Dans un premier temps, nous aborderons avec Foucault les modes de
contrôle qui s'exercent sur les discours scientifiques et sur les
discours de type autobiographique pour envisager ensuite l'incomplétude
et l'ouverture propre à ce dernier. Puis, en puisant dans notre
propre expérience nous présenterons une formation à la recherche
qui prend en compte le récit autobiographique. Enfin, nous verrons
en quoi l'autobiographie permet au chercheur de développer sa connaissance
et le "sens" qui le met en relation intime à son objet de recherche
comme à lui-même.
I. L'incomplétude dans l'autobiographie
Le terme "autobiographie" est facilement décomposable: auto (soi-même),
bio (vie) et graphie (écrit). Il s'agit de l'écriture ou du récit
de sa propre vie. Le type d'autobiographie auquel nous nous intéressons
ici n'est pas l'autobiographie comme document personnel constituant
un corpus de recherche mais l'autobiographie comme écriture du chercheur
sur sa propre vie, son parcours personnel et/ou professionnel, pouvant
faciliter et développer sa recherche, ayant donc une fonction "pédagogique".

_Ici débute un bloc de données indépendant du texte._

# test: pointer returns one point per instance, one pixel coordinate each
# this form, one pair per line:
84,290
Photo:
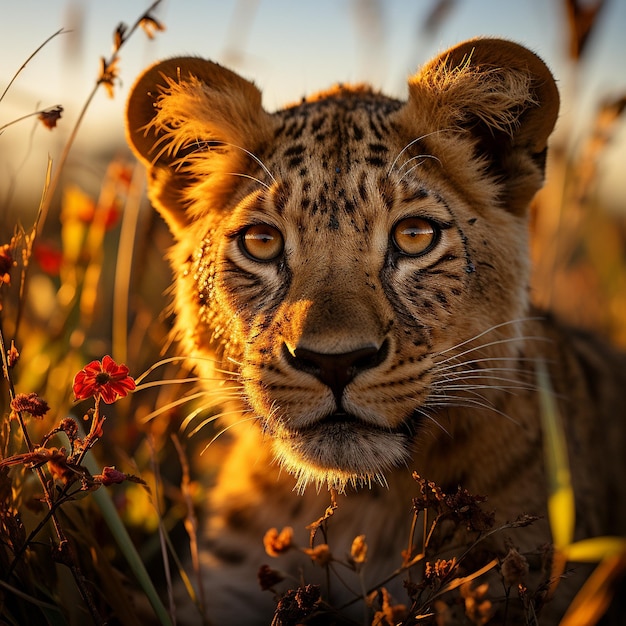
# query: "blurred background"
289,49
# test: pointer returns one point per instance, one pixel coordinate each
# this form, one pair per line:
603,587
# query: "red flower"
106,380
49,258
6,263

Ceci étant dit, dans les deux cas "les documents expressifs ne restituent
pas seulement des faits, mais aussi la signification qu'ils ont
eue pour ceux qui les ont vécus et les décrivent dans leur propre
langage." (Grawitz, 1986, p.651) Ainsi, ce n'est pas le document
comme produit qui retient notre attention mais le processus de construction
des rapports de signification, c'est-à-dire de formation de la relation
entre le sujet et son objet de recherche. "A supposer que l'expérience
et le vécu se donnent en transparence dans le langage, le langage
n'existerait pas, qui est expérience à lui seul." (Oster, Encyclopedia
Universalis) Il semble bien que ce soit le retour en tant qu'expérience
sur l'expérience passée qui mène le sujet à comprendre ce qui le
lie à sa recherche et donc à transformer celle-ci.

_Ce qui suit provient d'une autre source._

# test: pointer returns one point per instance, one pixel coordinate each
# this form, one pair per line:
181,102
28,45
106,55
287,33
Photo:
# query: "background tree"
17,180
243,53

La valeur scientifique de ce qui peut être dit dans une autobiographie
est à elle seule problématique. Tout récit autobiographie est un
discours auto-réflexif, énoncé d'un sujet sur sa propre vie. Ce
récit a de fait une valeur dans la mesure où celui qui parle parle
de lui-même. Mais du point de vue scientifique, il ne peut avoir
de valeur de vérité parce que nul autre que celui qui l'énonce n'a
les moyens de le récuser. Foucault nomme ce qui est en jeu ici le
"principe de l'auteur" (Foucault, 1971): le simple fait d'identifier
l'auteur de ce type de discours lui donne sa valeur. Ce principe
limite le hasard du discours en donnant au langage son individualité
et son unité. Mais dans le cadre de la recherche, toujours selon
Foucault, un autre processus de contrôle du discours est en œuvre:
celui lié la volonté de vérité (Foucault, 1971) propre à toute discipline
de recherche. Ces deux principes sont-ils conciliables? Cette question
nous semble essentielle puisqu'elle renvoie à celle de la validité
d'un discours, donc ramène à la pertinence de l'autobiographie dans
le cadre de la démarche de recherche. La distinction des notions
de savoir et de connaissance permet de creuser et de complexifier
cette question.
La volonté de vérité, dont parle Foucault lors de sa leçon inaugurale
au Collège de France, qui oppose l'énoncé vrai du faux, repose il
nous semble largement sur la logique Aristotélicienne pour laquelle
un énoncé est soit vrai, soit faux. "L'objet de la logique est relatif
au vrai et au faux." (Piaget, 1949, p.3) C'est l' "étude de la connaissance
vraie, envisagée en ses formes les plus générales." (Piaget, 1949,
p.3) C'est une analyse formelle de la connaissance. Or avec le théorème
de l'incomplétude, Gôdel a démontré la limite de tels systèmes logiques
à l'intérieur desquels toute proposition serait soit vrai soit fausse.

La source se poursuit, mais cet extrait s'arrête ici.